1. A remição de pena pelo estudo, nos termos do art. 126, § 2º, da Lei de
Execução Penal, depende da certificação do curso frequentado pelas autoridades
educacionais competentes, por meio de documento idôneo, a fim de cumprir os
requisitos exigido na Recomendação n. 44 do Conselho Nacional de Justiça.
2. Não tendo sido possível a fiscalização das horas de estudo realizadas à
distância pelo apenado, torna-se inviável a remição pretendida pela defesa.

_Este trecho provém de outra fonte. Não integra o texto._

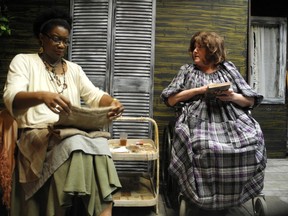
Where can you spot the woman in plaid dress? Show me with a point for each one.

Entendimento do acórdão impugnado em sintonia com a orientação jurisprudencial
deste STJ. Precedentes.
3. Rever o posicionamento firmado pela instância originária no sentido de que
o apenado não comprovou o atendimento aos requisitos necessários ao
deferimento da remição, demandaria a análise dos elementos probatórios dos
autos, providência inviável na estreita via do habeas corpus. Precedentes.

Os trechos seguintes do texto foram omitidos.